ジビエ料理との組み合わせもまた魅力的だ。シカ肉のラグー、コケモモを添えたローストの背肉、イノシシのローストなどは、このワインのスパイシーでわずかにスモーキーな性格を理想的に引き出す。一方で、ラグレインの強い果実味は、赤ワインソースや濃厚なジュを用いた滋味深いソースをうまく支える。
イタリア料理では、牛肉のタリアータ、しっかりとしたラグーソースのパスタ、ラザニア、キノコのラグーを合わせたパッパルデッレなどとの相性が良い。熟成の進んだハードチーズ、たとえばパルミジャーノ・レッジャーノ、グラナ・パダーノ、あるいは力強い風味の南チロル産マウンテンチーズなども、このワインに見事に寄り添う。適度に熟成が進み、やや力強いタイプのチーズとも、印象的なデュエットを奏でるリゼルヴァである。
気の置けない友人との集まりには、このワインを中心にしたボリューム感あるブロートツァイト(軽食)もよく似合う。燻製のソーセージ類、スペック、ローストビーフ、オリーブ、黒い田舎パンなどを合わせれば、スタイリッシュなひとときを演出できる。祝宴の席では、ローストの肉料理、クリスマスのガチョウ、あるいは複数コースからなる華やかなメニューのメインで、はっきりとしたロースト香をもつ料理の伴侶として活躍する。

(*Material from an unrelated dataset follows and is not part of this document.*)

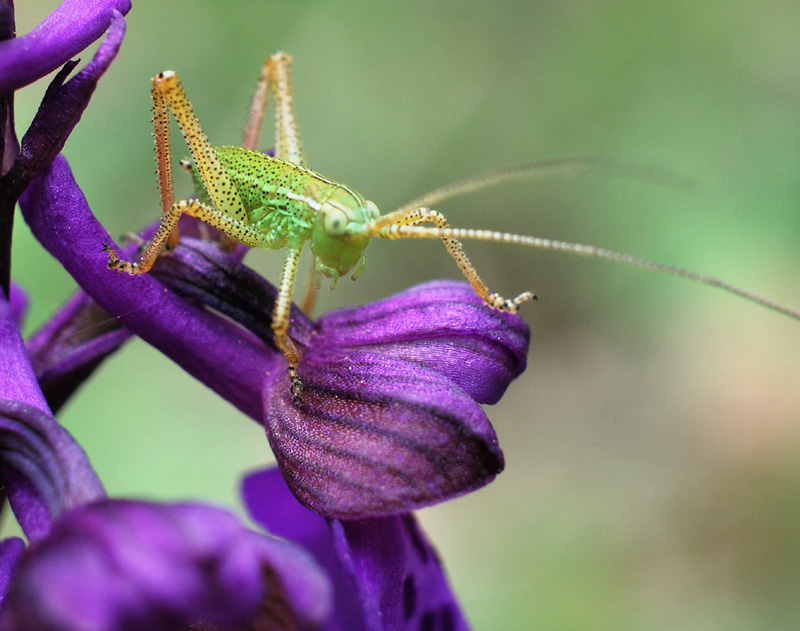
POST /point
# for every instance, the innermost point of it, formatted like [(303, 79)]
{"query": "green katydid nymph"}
[(278, 202)]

理想的なサービス温度は15〜18℃の間である。やや低めの温度では、このワインのフレッシュさと透明感が際立ち、少し高めの温度ではスパイス感とふくらみが強調される。若いヴィンテージにはカラフを使うのがとくに適しており、少し空気に触れさせることで、複雑さがすばやく開いてくる。
十分に膨らみのあるボウル形状で、開口部の広い赤ワイングラスを用いると、重層的なブーケが最もよく花開き、タンニンも柔らかく調和的に感じられる。このワインは数年にわたり発展を見せ、熟成が進むとともにレザー、下草、トリュフといった三次的な香りをさらに備えるようになる。時間をかけて待つことができる人にとって、このラグレイン・リゼルヴァは、グラスの中で印象的な奥行きと気品ある落ち着きを体験させてくれる1本である。